Myelogenous leukemia and two chemotherapeutic agents

Traditional cancer therapy targets rapidly dividing cells to prevent malignant mitosis. Some of these drugs used in traditional cancer therapy, such as cisplatin, show limited specificity for cancerous cells, and instead affect diverse cell populations in the body, such as hematopoietic stem cells (HSC’s) in the bone marrow, skin cells, and gastrointestinal lining. Cisplatin is used for its ability to crosslink DNA by forming chemical bonds between nucleotides on complementary strands. Crosslinks in the DNA disrupt DNA replication and cell division. This gives cisplatin its limited specificity for cancer cells, since cancer cells tend to be replicating DNA and dividing more rapidly than most other cells in the body.
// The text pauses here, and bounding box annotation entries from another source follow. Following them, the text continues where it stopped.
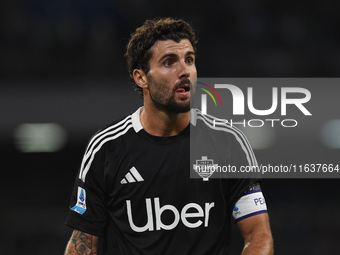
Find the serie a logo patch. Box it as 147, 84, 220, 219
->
71, 187, 86, 214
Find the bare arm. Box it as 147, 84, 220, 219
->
237, 213, 274, 255
65, 230, 99, 255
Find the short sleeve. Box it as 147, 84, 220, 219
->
66, 144, 107, 236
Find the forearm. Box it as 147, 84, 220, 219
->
65, 230, 99, 255
242, 233, 274, 255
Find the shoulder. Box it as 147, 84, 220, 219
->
87, 109, 142, 151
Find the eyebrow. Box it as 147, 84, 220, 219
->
159, 51, 196, 62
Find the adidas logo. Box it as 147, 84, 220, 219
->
120, 167, 144, 184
Recently, cancer therapy has targeted a mutant kinase protein known as Bcr-Abl. This fusion protein is a product of a mutation known as the Philadelphia chromosome, which occurs when chromosomes $9$‍ and $22$‍ undergo a reciprocal translocation. Unlike the “normal” product, Abl, Bcr-Abl is constitutively active. Bcr-Abl is involved in signal transduction pathways that lead to the activation of various downstream effector proteins within the cell. It influences both cell division and cell migration. Since cancer cells rapidly divide and undergo increased migration as they metastasize, Bcr-Abl is an excellent target for anti-cancer drugs.

A new chemotherapeutic agent, called imatinib, is a small molecule that functions as a highly specific inhibitor of Bcr-Abl. Imatinib is part of a larger family of tyrosine kinase inhibitors (TKI’s), and it competes with ATP for a binding site on Bcr-Abl. Imatinib is a very effective treatment option for patients with chronic myelogenous leukemia (CML), who most often harbor a Philadelphia chromosome. CML involves the proliferation of myeloid progenitor cells (which eventually give rise to a subset of white blood cells) deriving from the bone marrow.

Figure 1: The Philadelphia chromosome is caused by reciprocal translocation of a segment from chromosome $9$‍ and a segment from chromosome $22$‍. This situates the gene Abl, indicated by red circles, adjacent to the gene Bcr, indicated by yellow circles, resulting in the fusion protein Bcr-Abl.

Figure 2: Activity of Bcr-Abl was measured based on its hydrolysis of ATP. The rate of reaction is shown as a function of ATP concentration in the presence and absence of imatinib.